Once again an anonymous woman had changed my life. I'm delighted to report that this time she did not remain anonymous. I sent this Afterword around to some of those mentioned in it for corrections, and one of them was David M. Silver, President of the Heinlein Society, who was also on that panel. He was able to identify my benefactress as a member of his esteemed society.

Thank you from the bottom of my heart, Kate Gladstone!

Shortly after I returned home from Torcon 3, I received Robert's outline, and permission to write two sample chapters and a proposal for Art Dula; if he liked them, the gig was mine. Wild with exultation, I fell upon that outline and read it three times with extreme care. And then I began banging my head on my desk.

Gently, at first.

You may recall I stated earlier that Robert's outline ran at least eight pages. It may have run fifty, for all anybody knows. What we do know is, seven of them survive. They establish the ficton - Robert's term for the time-and-place in which a story is set. They create vivid characters and their back-stories, especially Joel, Jinny and her grandfather. They describe the basic antinomy that impels Joel to emigrate, discuss the economics of interstellar colonization, and sketch in some of his early adventures after he leaves.

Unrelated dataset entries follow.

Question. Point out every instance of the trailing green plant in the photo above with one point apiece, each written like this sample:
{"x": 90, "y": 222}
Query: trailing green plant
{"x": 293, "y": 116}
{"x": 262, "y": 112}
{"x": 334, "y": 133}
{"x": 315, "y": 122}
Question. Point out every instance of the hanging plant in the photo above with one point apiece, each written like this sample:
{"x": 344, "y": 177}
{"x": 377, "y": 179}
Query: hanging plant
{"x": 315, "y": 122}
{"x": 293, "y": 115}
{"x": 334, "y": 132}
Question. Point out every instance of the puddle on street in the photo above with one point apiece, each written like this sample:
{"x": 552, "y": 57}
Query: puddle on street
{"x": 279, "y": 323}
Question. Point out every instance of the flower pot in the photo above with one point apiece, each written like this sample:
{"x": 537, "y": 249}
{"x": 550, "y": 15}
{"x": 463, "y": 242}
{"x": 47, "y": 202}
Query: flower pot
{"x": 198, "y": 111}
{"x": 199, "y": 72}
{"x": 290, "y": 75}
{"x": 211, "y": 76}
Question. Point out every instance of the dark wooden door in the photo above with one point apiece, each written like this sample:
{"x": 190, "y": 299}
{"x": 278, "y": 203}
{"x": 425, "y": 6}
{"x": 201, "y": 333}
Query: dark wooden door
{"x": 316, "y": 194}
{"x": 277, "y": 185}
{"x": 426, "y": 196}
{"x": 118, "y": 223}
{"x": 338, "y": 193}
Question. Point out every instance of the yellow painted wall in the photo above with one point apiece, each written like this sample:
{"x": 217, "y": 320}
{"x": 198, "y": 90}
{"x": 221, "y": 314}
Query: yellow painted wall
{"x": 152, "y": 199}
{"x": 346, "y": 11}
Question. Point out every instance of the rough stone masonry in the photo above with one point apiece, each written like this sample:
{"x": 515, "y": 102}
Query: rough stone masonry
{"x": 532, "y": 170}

And then they chop off in mid-sentence, and mid-story.

My God, I said to myself, the first time I finished reading the outline, there's no furshlugginer ending! It could go anywhere from here... God, this is great! I said to myself the second time I finished it, I not only get to write a book with Robert, I get to pick the ending.

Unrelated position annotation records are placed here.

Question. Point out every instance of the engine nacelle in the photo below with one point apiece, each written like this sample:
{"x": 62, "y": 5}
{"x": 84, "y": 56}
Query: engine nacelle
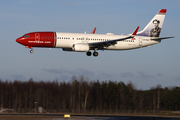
{"x": 80, "y": 47}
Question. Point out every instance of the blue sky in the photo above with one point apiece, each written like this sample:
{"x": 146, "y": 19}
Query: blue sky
{"x": 145, "y": 67}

Dear God, I moaned to myself after the third reading, what the hell am I going to do for an ending?

I holed up in my office for a week, and stared at those seven pages and fourteen quasilegible index cards and asked myself that question until beads of blood began to form on my forehead. Barring another miracle of forensic scholarship, this was going to be the very last Robert Heinlein novel ever. No ending I thought of seemed adequate. Twice a day my wife poked food in with a stick and retired to safety. I played my entire iTunes music library in search of inspiration, staring at its hypnotic visual display on my Powerbook screen, thinking like mad.

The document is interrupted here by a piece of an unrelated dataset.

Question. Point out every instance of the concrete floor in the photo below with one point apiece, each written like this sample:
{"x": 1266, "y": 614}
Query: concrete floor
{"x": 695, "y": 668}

And one afternoon, iTunes finished playing the last Ray Charles album on my hard drive, and defaulted to the next artist in alphabetical order. Robert Anson Heinlein. Half a dozen short mp3 audio clips, of him being interviewed on radio in his hometown, Butler, Missouri, on its first-ever Robert A. Heinlein Day back in 1987, a year before his death. I'd listened to all those clips often. But the first one in line made me sit bolt upright in my chair now.